D61, 1612-25, doi:10.1107/S0907444905031963
[3] Margiolaki et al. (2007). J. Am. Chem. Soc. ASAP Article 10.1021/ja073846c S0002-7863(07)03846-2 (Web Release Date: September 5, 2007)
[4]
Wright et al. (2007). J. Appl. Cryst. (Submitted); See also: ESRF Scientific Highlights 2006, p. 61-62.
[5] Besnard et al. (2007). Z. Kristallogr. (In press)
[6] Jenner et al.
(2007). J. Appl. Cryst. 40, 121-124.
[7] Margiolaki et al. (2007). Z. Kristallogr.
(In press)
[8]
Wright et al. (2007). Z. Kristallogr. (In press)

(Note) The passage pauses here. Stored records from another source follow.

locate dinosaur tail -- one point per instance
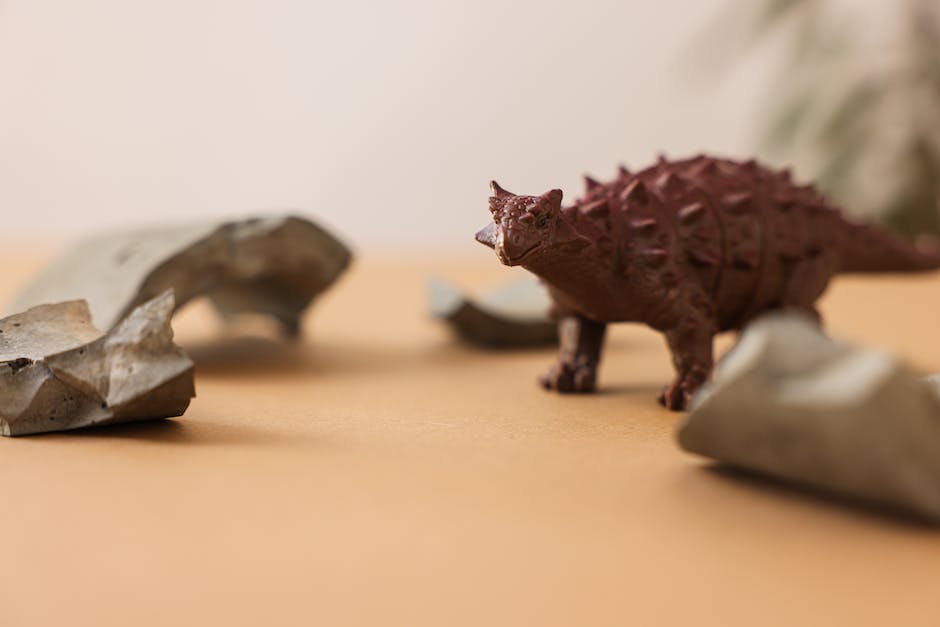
(870, 249)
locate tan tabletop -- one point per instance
(381, 474)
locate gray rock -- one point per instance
(512, 315)
(273, 266)
(58, 372)
(792, 403)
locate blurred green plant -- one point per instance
(856, 102)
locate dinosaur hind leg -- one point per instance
(689, 336)
(581, 340)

[9] Von Dreele, R. B. (2007) J. Appl.
Cryst. 40 133-143.
[10] Bhat, T. N. (1988) J. Appl. Cryst.
21, 279-281.
[11] Perutz, M. F., (1956) Acta Cryst. 9, 867-873.
[12] Uson, I. and Sheldrick, G. M., (1999) Curr. Op.
Struct. Biol., 9 643-648.
[13] La Fortelle, E. de & Bricogne, G. (1997).
Methods Enzymol. 276, 472-494.
[14] I. Margiolaki & J. P. Wright, Acta Crystallogr A. 2008 Jan  64(Pt 1):169-80.